The individuals are:
- Alfons Tracki (2 December 1896 – 18 July 1946) – priest
- Anton Muzaj (12 May 1921 – 4 March 1948) – priest
- Anton Zogaj (26 July 1908 – 31 December 1946) – priest
- Bernardin (Zef) Palaj (2 October 1894 – 2 December 1947) – priest of the Order of Friars Minor
- Çiprian (Dedë) Nika (19 July 1900 – 11 March 1948) – priest of the Order of Friars Minor
- Daniel Dajani (2 December 1906 – 4 March 1946) – Jesuit priest
- Dedë Malaj (16 November 1917 – 12 May 1959) – priest
- Dedë Plani (21 January 1891 – 30 April 1948) – priest
- Dedë Maçaj (5 February 1920 – 28 March 1947) – priest
- Ejëll Deda (22 February 1917 – 12 May 1948) – priest
- Fran Mirakaj (1917 – September 1946) – married layman
- Frano Gjini (20 February 1886 – 11 March 1948) – bishop
- Gaspër Suma (23 March 1897 – 16 April 1950) – priest of the Order of Friars Minor
- Giovanni Fausti (19 October 1899 – 4 March 1946) – Italian Jesuit priest
- Gjelosh Lulashi (2 September 1925 – 4 March 1946) – layman
- Gjon Pantalla (2 June 1887 – 31 October 1947) – Jesuit religious
- Gjon Shllaku (27 July 1907 – 4 March 1946) – priest of the Order of Friars Minor
- Jak Bushati (8 August 1890 – 12 February 1949) – priest
- Josef Marxen (5 August 1906 – 16 November 1946) – German priest
- Josif Mihali (23 September 1912 – 26 October 1948) – Albanian Greek Catholic priest
- Jul Bonati (24 May 1874 – 5 November 1951) – priest
- Karl Serreqi (26 February 1911 – 4 April 1954) – priest of the Order of Friars Minor
- Lazër Shantoja (2 September 1892 – 5 March 1945) – priest
- Lek Sirdani (1 March 1891 – 29 July 1948) – priest
- Luigj Prendushi (24 January 1896 – 24 January 1947) – priest
- Maria Tuci (12 April 1928 – 24 October 1950) – laywoman
- Marin Shkurti (1 October 1933 – April 1969) – priest
- Mark Çuni (30 September 1919 – 4 March 1946) – Seminarian
- Mark Xhani (10 July 1914 – 1947) – priest
- Mati (Pal) Prennushi (2 October 1881 – 11 March 1948) – priest of the Order of Friars Minor
- Mikel Beltoja (9 May 1935 – 10 February 1974) – priest
- Ndoc Suma (31 July 1887 – 22 April 1958) – priest
- Ndre Zadeja (3 November 1891 – 25 March 1945) – priest
- Pjetër Çuni (9 July 1914 – 29 July 1948) – priest
- Qerim Sadiku (18 February 1919 – 4 March 1946) – layman
- Serafin Koda (25 April 1893 – 11 May 1947) – priest of the Order of Friars Minor
- Shtjefën Kurti (24 December 1898 – 20 October 1971) – Kosovo Albanian priest
- Vinçenc Prennushi (4 September 1885 – 20 March 1949) – archbishop of the Order of Friars Minor

==Beatification==
The beatification cause started with the transfer of competent forum to one Albanian diocese on 7 June 2002 before the formal introduction under Pope John Paul II in which the Congregation for the Causes of Saints issued the official "nihil obstat" and titled them all as Servants of God; the diocesan process opened on 10 November 2002 and Cardinal Claudio Hummes closed it on 8 December 2010. The C.C.S validated the process on 9 March 2012 before receiving two volumes that was the Positio in 2015 from the postulation.
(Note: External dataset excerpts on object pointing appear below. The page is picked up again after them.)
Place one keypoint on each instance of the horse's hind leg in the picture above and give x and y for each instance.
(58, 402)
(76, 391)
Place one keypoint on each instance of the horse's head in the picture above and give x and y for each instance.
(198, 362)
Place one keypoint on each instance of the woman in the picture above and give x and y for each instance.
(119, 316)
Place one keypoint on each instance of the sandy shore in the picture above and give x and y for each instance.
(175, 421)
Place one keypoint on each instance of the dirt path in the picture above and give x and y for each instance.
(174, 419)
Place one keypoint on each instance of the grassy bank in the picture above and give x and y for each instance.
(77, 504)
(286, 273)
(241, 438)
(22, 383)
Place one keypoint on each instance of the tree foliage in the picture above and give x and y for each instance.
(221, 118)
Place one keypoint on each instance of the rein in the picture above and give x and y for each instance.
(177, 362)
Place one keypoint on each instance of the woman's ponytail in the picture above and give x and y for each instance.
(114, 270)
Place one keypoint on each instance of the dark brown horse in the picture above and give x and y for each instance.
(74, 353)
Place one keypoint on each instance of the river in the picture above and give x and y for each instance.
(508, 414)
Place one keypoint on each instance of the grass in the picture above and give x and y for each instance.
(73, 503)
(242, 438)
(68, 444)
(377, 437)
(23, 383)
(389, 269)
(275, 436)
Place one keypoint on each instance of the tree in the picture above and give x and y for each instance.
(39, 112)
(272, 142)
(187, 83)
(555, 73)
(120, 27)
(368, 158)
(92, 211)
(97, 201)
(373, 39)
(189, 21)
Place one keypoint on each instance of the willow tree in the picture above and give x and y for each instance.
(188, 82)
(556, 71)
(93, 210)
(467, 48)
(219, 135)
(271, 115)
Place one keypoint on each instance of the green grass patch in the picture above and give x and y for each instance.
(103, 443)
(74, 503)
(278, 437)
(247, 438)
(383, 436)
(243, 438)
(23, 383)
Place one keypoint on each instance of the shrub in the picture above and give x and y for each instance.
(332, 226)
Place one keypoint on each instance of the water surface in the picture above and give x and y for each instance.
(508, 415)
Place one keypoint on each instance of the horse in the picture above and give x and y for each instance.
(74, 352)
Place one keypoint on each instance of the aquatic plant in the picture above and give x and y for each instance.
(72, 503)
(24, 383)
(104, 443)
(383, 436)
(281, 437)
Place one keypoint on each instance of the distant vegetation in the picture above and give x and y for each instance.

Theologians approved the cause on 17 December 2015 as did the C.C.S. on 19 April 2016. Pope Francis confirmed the beatification on 26 April 2016 and Cardinal Angelo Amato presided over the beatification on 5 November 2016 in Albania on the pope's behalf. 10 000 people attended as did five cardinals and the Archbishop of Potenza. The cardinal-designate Ernest Simoni was also present.

The current postulator for this cause is Giovangiuseppe Califano.